CMS looks to reduce burden of ‘unnecessary’ regulation

Agency vows to re-examine documentation required for payment, quality reporting, says Seema Verma.


In the next few months, the Centers for Medicare and Medicaid Services plans to announce several initiatives to ease the burden the federal government places on healthcare providers, according to CMS Administrator Seema Verma.

“Some regulations are necessary in order to ensure patient safety and well-being, and to protect the integrity of federal healthcare programs,” wrote Verma in a blog posted on Tuesday. “However, over the past few years, regulations have tilted more towards creating burdens than towards serving as a safeguard for the programs. This shift is now having a negative impact on patient care, hindering innovation and increasing healthcare costs.”

Verma said the agency must make it easier for providers to “focus on doing the work that patients and families need them to do without causing them to be subject to excessive regulatory and administrative burden.”

In particular, she took aim at the burdensome regulations governing electronic health records, which she contends have made the practice of medicine difficult.

Also See: Proposed Quality Payment Program rule gets mixed comments from groups

“We have heard time and again that documentation for payment and for quality reporting is unnecessarily time-consuming and keeps clinicians working late into the night just to keep up on paperwork,” Verma wrote. “Electronic health records that were supposed to make providers’ lives easier by freeing up more time to spend on patient care have distanced them from their patients. New payment structures that were meant to increase coordination have added yet another layer of rules and requirements. No one went into medicine to become a paperwork expert.”
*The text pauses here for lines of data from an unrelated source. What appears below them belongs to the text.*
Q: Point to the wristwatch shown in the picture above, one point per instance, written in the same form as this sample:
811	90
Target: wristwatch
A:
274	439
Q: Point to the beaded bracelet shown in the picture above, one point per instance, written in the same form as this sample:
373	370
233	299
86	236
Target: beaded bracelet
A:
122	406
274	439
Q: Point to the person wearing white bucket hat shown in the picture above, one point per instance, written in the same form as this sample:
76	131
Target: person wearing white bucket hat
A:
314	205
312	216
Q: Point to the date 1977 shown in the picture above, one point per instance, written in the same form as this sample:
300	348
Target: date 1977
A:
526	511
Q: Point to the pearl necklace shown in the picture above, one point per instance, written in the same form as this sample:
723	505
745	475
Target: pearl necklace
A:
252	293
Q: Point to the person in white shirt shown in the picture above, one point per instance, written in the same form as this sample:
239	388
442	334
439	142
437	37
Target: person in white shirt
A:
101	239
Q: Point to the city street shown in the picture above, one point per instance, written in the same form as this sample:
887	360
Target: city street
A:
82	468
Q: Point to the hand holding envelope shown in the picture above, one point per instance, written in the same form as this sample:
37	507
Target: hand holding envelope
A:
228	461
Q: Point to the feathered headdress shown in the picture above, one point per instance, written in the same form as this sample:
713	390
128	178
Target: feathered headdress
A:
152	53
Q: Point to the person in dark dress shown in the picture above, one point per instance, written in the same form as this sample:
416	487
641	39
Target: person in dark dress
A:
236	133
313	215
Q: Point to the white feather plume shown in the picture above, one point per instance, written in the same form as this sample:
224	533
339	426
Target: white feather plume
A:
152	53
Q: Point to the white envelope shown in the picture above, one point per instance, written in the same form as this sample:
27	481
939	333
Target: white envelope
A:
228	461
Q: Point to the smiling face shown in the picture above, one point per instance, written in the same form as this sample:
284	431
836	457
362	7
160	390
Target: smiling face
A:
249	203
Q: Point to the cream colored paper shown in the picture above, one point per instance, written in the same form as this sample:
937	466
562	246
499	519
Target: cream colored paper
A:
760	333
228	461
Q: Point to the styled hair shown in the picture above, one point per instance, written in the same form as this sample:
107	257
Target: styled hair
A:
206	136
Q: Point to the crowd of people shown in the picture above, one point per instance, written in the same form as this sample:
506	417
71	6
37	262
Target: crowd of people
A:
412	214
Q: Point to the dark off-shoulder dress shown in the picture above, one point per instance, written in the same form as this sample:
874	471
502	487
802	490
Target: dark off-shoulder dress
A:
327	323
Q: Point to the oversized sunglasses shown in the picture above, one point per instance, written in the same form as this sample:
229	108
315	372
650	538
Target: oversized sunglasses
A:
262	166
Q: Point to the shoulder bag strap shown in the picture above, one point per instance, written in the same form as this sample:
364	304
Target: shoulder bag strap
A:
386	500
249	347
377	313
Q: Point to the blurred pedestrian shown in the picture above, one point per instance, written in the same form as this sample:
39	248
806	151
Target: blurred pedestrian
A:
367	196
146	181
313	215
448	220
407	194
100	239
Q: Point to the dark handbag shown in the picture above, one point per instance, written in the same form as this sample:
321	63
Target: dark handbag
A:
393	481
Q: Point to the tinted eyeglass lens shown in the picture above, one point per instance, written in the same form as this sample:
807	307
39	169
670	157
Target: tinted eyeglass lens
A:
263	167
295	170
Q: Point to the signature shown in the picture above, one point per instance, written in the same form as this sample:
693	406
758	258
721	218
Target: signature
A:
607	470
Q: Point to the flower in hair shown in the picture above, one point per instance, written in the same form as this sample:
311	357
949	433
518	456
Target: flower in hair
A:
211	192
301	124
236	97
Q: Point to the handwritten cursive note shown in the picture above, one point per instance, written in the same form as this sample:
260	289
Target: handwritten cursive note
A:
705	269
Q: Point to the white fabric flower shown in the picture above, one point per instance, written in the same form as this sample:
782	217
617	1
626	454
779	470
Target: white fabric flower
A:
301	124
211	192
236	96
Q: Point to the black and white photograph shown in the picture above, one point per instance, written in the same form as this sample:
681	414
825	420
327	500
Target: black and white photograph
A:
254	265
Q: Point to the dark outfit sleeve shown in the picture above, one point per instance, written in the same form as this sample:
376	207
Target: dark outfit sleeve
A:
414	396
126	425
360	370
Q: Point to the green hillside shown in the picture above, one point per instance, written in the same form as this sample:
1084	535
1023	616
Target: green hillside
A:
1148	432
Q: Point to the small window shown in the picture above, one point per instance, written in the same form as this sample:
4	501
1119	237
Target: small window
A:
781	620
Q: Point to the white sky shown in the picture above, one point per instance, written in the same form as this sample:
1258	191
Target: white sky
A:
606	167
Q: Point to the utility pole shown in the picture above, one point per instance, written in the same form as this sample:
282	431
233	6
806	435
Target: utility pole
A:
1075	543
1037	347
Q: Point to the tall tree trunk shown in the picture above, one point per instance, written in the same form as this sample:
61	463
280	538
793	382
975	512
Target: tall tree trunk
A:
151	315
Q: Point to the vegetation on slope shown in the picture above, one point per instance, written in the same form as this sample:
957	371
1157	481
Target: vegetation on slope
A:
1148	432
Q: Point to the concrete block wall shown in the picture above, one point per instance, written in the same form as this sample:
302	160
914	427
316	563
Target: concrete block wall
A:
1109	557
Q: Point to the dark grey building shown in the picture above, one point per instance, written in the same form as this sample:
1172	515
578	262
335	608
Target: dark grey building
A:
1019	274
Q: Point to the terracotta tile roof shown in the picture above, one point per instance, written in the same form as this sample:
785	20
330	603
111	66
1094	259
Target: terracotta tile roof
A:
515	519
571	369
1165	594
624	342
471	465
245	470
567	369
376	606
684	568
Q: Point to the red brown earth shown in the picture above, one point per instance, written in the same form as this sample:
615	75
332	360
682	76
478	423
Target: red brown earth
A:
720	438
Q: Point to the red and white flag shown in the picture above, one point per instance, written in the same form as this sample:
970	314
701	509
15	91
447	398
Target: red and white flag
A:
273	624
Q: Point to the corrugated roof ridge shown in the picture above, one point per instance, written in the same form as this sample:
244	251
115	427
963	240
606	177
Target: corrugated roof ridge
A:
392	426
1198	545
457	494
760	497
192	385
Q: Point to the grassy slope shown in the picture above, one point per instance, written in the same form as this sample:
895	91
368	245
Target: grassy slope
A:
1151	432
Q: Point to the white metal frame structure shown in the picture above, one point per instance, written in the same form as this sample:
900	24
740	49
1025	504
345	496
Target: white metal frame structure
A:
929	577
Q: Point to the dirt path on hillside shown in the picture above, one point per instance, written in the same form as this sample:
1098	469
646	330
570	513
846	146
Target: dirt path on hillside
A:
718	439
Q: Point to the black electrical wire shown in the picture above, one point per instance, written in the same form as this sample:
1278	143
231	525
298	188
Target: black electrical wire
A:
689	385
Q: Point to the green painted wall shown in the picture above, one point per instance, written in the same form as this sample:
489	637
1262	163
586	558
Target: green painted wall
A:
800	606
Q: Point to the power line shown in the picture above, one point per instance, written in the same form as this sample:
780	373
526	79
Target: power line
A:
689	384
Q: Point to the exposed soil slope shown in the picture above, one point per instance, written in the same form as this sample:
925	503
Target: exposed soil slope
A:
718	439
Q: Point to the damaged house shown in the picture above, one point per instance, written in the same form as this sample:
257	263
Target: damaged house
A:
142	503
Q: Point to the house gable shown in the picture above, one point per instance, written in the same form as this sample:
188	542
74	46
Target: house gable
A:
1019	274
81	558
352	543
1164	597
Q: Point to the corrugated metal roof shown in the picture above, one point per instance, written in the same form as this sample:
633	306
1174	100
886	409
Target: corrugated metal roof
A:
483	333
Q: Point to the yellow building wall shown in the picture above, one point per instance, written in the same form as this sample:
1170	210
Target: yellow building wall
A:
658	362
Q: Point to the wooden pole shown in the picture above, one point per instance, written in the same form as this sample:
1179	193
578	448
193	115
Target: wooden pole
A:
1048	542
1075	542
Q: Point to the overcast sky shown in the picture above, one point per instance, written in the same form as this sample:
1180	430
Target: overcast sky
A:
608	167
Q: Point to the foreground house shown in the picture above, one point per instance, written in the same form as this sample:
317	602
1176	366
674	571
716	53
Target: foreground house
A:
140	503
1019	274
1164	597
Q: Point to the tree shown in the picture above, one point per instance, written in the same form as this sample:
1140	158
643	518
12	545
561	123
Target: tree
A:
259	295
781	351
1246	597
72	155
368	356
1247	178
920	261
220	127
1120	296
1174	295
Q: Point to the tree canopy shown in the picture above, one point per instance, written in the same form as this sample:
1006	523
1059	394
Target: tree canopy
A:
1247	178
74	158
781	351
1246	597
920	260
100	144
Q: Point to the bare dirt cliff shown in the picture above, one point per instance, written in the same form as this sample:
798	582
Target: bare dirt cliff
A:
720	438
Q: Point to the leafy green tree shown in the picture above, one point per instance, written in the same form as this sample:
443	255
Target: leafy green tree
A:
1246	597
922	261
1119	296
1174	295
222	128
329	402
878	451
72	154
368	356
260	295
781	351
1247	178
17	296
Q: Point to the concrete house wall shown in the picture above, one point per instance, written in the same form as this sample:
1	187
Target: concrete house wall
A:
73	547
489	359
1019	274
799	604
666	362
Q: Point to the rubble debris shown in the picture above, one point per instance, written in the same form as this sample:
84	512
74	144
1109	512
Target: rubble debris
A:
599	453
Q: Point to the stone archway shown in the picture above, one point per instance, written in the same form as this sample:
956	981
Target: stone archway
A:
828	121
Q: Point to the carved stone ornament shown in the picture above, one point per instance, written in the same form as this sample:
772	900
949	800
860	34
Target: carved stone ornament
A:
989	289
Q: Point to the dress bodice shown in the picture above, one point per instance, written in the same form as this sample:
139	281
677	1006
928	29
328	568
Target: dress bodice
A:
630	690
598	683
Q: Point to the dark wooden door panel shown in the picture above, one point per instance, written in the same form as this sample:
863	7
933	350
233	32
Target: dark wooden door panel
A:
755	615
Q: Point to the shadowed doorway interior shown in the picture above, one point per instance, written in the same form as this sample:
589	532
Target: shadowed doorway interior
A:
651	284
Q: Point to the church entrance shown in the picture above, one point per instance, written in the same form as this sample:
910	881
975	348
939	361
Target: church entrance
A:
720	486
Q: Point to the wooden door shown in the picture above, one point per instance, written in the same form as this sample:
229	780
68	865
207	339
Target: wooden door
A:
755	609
At the same time, she thanked providers for offering their thoughts on how to simplify CMS regulations, promising to continue to engage with hospitals and physicians on their concerns.

“To make sure we are addressing the actual pain points that doctors feel, we are visiting them where they work, listening to their stories about the challenges they face, and bringing those lessons back to CMS,” Verma noted. “We are listening, integrating the feedback we hear into our work at CMS, and making changes that will make it easier for doctors, nurses and other clinicians to do what they entered medicine to do: take care of those in need.”